Principal Investigators Jessica Ortiz Zevallos, the Peruvian director of Archaeological Research Project (PIA); Michele Koons, curator of archeology at the Denver Museum of Nature & Science; and Lisa Trever, professor of pre-Columbian art history and archeology at Columbia University, discussed their team’s work at an annual meeting in January 2023 at the Institute of Andean Studies at Berkley. , in California.
“What caught our team’s attention, however, was the pillar painted with this two-faced person, never seen before in lousy art or any other pre-Hispanic tradition in the Andean region,” Zevallos said. . Hyperallergic discoveries of the PIA on the site.
Created between 550 and 800 CE, Pañamarca is unlike any other ceremonial center in the Moche Civilization (300–850 CE), known for its artists and artisans. The artists created these vast paintings that line the walls after smoothing and plastering the walls and pillars of the adobe temple. After the section was painted white, painters drew supernatural, mythological, or human figures on the surface using sharp tools to make incisions before coloring the outlines.
Along with the image of the Two-Faced Man, archaeologists exposed new murals on previously excavated pillars in 2010. They identified the Moche ‘priestess’. Beyond the murals, PIA also uncovered pieces of feathers and stripped textiles likely brought to the coast from distant communities. Their research suggests that ugly culture was much more diverse than previously thought.
“Not only do we see Pañamarca artists breaking the typical lousy art mold, we also have physical evidence that these social bonds were a reality and not just part of the artistic imagination,” Trever said.
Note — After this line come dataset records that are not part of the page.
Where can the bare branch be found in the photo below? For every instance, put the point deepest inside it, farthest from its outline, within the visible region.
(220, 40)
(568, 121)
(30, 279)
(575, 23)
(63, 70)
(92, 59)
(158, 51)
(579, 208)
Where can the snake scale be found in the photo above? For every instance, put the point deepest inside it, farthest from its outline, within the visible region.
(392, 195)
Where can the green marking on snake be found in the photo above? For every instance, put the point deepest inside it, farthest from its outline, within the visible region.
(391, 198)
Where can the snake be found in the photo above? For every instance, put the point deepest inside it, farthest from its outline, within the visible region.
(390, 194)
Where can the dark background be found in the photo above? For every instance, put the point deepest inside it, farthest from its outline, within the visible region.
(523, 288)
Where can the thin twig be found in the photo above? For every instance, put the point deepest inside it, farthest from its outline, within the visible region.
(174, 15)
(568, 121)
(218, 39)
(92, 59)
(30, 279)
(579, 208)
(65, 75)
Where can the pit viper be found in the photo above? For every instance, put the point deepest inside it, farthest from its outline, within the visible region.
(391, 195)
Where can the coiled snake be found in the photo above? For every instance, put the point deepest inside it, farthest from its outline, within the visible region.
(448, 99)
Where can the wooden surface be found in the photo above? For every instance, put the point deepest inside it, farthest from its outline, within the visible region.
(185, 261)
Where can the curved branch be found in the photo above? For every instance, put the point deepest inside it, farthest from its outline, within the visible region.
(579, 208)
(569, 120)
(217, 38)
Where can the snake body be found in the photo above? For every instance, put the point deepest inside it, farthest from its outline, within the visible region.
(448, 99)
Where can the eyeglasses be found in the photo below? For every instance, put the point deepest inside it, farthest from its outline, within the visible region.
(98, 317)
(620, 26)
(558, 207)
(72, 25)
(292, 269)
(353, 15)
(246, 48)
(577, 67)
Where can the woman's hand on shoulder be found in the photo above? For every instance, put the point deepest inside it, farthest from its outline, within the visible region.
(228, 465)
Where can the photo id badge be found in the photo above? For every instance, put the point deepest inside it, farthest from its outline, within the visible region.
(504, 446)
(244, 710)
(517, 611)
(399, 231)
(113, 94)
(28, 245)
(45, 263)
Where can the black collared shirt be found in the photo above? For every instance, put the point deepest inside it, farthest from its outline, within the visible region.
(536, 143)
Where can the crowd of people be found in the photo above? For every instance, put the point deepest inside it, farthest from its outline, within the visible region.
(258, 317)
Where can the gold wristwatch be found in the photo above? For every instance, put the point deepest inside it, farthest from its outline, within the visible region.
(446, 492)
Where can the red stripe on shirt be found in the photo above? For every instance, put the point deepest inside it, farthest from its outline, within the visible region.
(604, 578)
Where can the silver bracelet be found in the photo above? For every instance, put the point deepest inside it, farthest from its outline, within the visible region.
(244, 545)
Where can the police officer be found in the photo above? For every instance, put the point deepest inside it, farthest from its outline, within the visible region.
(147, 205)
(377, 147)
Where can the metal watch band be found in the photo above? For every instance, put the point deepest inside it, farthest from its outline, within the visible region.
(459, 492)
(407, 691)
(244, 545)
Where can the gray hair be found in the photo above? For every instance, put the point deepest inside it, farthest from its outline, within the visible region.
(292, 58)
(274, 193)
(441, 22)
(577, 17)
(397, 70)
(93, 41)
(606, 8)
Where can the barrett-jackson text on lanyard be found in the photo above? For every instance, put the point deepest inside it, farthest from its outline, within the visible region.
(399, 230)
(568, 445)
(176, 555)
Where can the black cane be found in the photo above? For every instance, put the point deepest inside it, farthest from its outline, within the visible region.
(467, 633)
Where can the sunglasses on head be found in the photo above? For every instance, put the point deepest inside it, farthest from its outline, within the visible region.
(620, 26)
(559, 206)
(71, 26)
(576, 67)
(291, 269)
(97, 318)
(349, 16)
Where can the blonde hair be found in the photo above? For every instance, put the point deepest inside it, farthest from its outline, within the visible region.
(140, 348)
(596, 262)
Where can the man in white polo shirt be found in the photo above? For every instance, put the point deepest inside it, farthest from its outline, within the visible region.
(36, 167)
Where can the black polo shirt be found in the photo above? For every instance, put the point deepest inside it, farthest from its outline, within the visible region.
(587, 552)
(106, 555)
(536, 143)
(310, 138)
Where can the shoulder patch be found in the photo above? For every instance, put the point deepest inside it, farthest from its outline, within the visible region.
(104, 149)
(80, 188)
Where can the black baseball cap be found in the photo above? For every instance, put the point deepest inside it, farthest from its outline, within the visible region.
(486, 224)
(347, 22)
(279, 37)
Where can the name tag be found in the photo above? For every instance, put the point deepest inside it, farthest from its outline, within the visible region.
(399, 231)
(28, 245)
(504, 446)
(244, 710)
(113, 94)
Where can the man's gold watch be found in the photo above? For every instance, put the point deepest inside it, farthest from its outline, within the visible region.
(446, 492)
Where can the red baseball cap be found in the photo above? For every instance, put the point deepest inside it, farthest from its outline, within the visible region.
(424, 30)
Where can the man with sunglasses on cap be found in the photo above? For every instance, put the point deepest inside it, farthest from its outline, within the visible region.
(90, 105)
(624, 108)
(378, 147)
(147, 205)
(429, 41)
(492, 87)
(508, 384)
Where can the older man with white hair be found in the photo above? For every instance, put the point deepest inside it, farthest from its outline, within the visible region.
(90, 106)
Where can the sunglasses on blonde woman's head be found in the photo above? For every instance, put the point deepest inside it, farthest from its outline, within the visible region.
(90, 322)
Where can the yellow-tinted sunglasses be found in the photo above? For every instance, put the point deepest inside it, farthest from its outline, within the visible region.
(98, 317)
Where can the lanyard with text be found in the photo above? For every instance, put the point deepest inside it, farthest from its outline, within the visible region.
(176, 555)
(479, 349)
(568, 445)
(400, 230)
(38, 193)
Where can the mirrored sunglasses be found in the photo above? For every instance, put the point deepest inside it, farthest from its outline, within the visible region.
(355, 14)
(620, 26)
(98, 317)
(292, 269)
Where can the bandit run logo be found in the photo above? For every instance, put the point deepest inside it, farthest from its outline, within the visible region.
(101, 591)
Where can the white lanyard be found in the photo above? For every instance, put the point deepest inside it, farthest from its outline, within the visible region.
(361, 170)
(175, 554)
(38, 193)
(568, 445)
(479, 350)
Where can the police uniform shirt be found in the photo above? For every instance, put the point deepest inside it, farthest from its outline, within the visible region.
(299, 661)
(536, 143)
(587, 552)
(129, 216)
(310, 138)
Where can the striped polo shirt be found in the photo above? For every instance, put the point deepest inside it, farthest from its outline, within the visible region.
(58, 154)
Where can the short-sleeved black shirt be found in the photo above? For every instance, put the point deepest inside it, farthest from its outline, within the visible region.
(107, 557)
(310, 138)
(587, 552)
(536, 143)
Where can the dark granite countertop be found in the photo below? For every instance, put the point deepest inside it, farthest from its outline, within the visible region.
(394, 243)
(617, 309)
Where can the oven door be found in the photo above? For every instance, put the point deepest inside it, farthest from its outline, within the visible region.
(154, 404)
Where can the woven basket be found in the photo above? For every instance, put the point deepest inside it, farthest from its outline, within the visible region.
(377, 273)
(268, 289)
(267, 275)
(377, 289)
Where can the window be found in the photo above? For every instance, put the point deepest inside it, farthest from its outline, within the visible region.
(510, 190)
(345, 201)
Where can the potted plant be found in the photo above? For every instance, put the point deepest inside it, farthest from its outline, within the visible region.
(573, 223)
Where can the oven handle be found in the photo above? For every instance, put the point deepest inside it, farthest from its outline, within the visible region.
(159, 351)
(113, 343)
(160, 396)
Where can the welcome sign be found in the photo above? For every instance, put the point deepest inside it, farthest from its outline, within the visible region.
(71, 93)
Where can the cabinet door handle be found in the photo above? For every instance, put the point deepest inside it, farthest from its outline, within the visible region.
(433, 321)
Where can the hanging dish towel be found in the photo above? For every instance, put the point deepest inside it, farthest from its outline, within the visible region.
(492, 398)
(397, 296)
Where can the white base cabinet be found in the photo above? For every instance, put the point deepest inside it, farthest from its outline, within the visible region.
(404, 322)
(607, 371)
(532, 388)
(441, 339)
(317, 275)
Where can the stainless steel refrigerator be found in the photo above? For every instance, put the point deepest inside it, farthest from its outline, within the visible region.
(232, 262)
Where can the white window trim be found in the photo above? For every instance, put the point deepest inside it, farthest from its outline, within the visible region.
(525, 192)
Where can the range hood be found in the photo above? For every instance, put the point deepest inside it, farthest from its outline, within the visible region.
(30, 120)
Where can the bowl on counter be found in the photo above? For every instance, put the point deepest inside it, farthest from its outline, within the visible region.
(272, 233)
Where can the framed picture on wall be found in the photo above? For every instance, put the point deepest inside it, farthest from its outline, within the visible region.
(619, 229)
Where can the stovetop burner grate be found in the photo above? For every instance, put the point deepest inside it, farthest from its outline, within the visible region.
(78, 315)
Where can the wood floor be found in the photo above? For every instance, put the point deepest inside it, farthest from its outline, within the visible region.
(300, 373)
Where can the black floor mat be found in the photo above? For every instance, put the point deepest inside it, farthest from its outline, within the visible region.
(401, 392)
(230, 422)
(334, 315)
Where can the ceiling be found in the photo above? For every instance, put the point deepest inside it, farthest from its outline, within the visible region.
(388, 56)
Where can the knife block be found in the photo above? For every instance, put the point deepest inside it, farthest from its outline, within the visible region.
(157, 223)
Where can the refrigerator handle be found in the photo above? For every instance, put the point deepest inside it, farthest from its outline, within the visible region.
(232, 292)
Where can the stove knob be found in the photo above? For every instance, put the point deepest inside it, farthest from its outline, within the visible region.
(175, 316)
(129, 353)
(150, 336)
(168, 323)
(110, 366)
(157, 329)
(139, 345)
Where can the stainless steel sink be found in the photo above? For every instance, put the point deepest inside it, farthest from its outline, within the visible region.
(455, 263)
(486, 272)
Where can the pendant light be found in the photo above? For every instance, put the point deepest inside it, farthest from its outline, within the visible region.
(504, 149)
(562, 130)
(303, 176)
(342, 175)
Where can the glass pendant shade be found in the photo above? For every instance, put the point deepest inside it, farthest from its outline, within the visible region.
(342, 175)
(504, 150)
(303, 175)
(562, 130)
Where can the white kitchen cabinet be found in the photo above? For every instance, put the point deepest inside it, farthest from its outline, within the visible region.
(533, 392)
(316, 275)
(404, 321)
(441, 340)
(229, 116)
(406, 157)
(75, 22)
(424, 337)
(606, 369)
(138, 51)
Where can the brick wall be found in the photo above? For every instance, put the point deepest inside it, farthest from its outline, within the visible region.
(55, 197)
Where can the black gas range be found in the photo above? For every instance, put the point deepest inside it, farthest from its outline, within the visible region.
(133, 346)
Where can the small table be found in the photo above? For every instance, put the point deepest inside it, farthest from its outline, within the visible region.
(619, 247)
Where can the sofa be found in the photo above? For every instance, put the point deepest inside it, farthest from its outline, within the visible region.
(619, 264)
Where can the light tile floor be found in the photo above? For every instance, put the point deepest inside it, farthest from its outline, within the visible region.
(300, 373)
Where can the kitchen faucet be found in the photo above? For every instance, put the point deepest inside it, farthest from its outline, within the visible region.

Scientists have been studying Pañamarca since the 1950s, hoping to understand and document these people who lived hundreds of years before the Inca Empire. In 1958, archaeologists Hans Horkheimer and Duccio Bonavia discovered painted wall fragments of a priestess participating in a sacrificial ceremony. However, the walls had collapsed by the time archaeologists returned in 2010; the researchers had not sufficiently preserved the site. Since 2018, PIA has been working to discover more about the site, its architecture and its environmental history. The team simultaneously digs and protects the decorated walls without applying chemicals. At the end of each season, the team rebury everything.
Although they’ve found so much, PIA knows there’s a lot more to know about the Moche civilization. Even in Pañamarca, the excavated pillars represent less than 10% of the total murals in Pañamarca. In future seasons, the team hopes to finish exposing the rest of the pillars, some featuring more murals with the Two-Faced Man, and move on to excavating Moche community plazas.
“When we were doing this work, we could see that in the right corner, the other side of the pillar was also painted with a similar image,” Trever said. “We could only see the edge of the straight feather fan and the hand holding it.”